İnsan Özgürleşmekten Korkuyor

Abone Ol

Dünyaya geldiğimizde ihtiyaçlarımızı karşılamayacak kadar acizizdir ve annenin desteğine ihtiyaç duyarız. Fakat genetik kodlarımızda öylesine zengin istidatlarla donatılmışızdır ki, gün geçtikçe o küçücük beden bize dar gelmeye başlar. Ebeveynlerimizin özenle seçtikleri ismi, aklımızı, irademizi, vicdanımızı ve özgürlüğe açılan ufkumuzu dikkate almazlar ve çocuk diye hitap ederler. Oysa saatlerimizi özgürlüğe kurmuşuzdur ve koskoca bir evreni içimizde taşırız. Bedenimiz toprakla buluşurken ruhumuz yönünü özgürlüğe doğru döner ve esarete yatkın değilizdir. Fakat daha sonra baskın ideolojiler, çevresel faktörler, tarihsel alışkanlıklar, köhne gelenekler, özgürlüğe açılan ışığı söndürür ve dört tarafı kapalı bir mahzene hapsoluruz. Bu dar mahzenden çıkabilmek için çare arasak da bedel ödemeyi göze alamaz ve alışırız esarete.

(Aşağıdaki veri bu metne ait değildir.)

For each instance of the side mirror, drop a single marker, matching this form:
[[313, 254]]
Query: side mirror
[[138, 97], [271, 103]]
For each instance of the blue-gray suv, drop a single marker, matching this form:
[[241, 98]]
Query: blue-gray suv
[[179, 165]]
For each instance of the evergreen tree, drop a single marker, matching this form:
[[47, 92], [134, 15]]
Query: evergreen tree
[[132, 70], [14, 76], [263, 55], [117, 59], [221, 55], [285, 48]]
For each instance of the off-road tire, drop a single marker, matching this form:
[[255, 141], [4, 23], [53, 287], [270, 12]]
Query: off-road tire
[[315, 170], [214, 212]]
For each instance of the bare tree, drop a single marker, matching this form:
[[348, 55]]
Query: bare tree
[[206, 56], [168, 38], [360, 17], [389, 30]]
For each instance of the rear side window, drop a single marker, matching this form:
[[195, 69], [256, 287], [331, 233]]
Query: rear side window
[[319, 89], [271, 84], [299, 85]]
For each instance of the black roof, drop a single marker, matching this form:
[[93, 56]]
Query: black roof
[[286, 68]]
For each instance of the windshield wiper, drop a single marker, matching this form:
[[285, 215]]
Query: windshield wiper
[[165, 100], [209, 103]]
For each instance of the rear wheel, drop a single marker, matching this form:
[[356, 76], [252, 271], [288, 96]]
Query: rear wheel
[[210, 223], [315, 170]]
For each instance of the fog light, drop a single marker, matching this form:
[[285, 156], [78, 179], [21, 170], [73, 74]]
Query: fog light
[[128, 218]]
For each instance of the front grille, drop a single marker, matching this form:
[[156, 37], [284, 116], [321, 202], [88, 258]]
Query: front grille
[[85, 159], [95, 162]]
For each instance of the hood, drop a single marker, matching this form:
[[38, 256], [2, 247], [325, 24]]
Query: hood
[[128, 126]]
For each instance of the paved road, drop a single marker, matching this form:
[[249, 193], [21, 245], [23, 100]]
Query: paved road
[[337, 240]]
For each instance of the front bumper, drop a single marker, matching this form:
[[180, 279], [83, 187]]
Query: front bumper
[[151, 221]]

İnsanın hareket ve eylem kabiliyetini kaybedip araçların gölgesine sığındığı bir çağda yaşıyoruz. Ve sanırım insanoğlu çağın hiçbir evresinde de bu kadar körleşme, ifade yoksunluğu ve esaret acısı yaşamadı, hürriyetine bu kadar büyük bir hınçla kast etmeye çalışan bir zihniyetle karşı karşıya gelmedi. İnsan özgür doğdu fakat onu bu alanda sabitleyecek olan değerler sanırım tarihin hiçbir döneminde bu kadar gaddar ve yıkıcı tavırlarla karşı karşıya kalmadı.

İyiliğin hapsedilip, kötülerin kahraman ilan edildiği bir dönemde insanlar dirençlerini kaybettiler ve esarete rıza gösterir oldular.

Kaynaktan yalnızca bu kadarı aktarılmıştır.